A retelling of Roman poet Apuleius’ Cupid and Psyche myth, Patrick Gallagher’s libretto presents a dual conflict: Psyche perceived as a potential usurper to Venus, and both women individually resisting against societal pressures rooted in gendered expectations. Written for a limited orchestra, the opera boasts a dynamic sonic pallet cultivated through extended instrumental techniques and poignant vocal lines. As a trained singer, Skidmore is intimately familiar with the voice’s vast expressive capacity. The golden ass permits an exploration of vocal timbres and paralinguistic utterances, thereby resulting in nuanced delivery of the plot not tied to explicit language.  

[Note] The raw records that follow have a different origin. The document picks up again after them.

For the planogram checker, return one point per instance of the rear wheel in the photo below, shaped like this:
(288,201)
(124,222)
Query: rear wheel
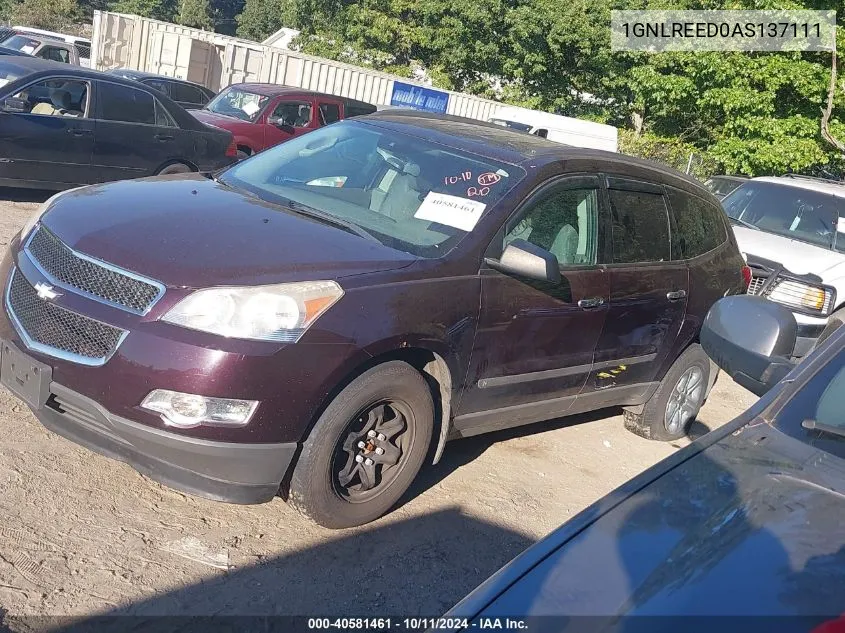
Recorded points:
(366,448)
(677,401)
(174,168)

Skidmore and Gallagher’s collaboration presents themes centering trauma, intergenerational relationships, and agency, weaving a narrative that emerges from within the music itself rather than from the text. In an interview with the American Composer Forum, Skidmore states that the work’s universal themes are unfurl “through simple movements, vocalizations, visual projections, and recorded sounds.” Though an abstraction of Apuleis’ original, the golden ass offers a compelling portrait of woman embroiled in a battle against forces greater than themselves and living with the consequences of their actions through music that is neither straightforward nor literal, but acutely self-aware. In emphasizing the work's immanent symbolism, Skidmore encourages the audience to engage with the opera and the complexities of myth it depicts through a new orientation.



"Grow Old" from the golden ass
Justin Anthony Spenner, baritone


In conversation about the upcoming performance, Skidmore expressed excitement about staging the work at UB, mentioning that this is the first time the golden ass will incorporate a live instrumental ensemble, including members of the Slee Sinfonietta, and will capitalize on the acoustics experience offered by Slee Hall.


The performance will feature UB assistant professor of voice, Tiffany DuMouchelle as Venus, visiting artists Nina Dante as Psyche, Adam Zahller as Cupid, Justin Anthony Spenner as Father, and choir comprised of UB students.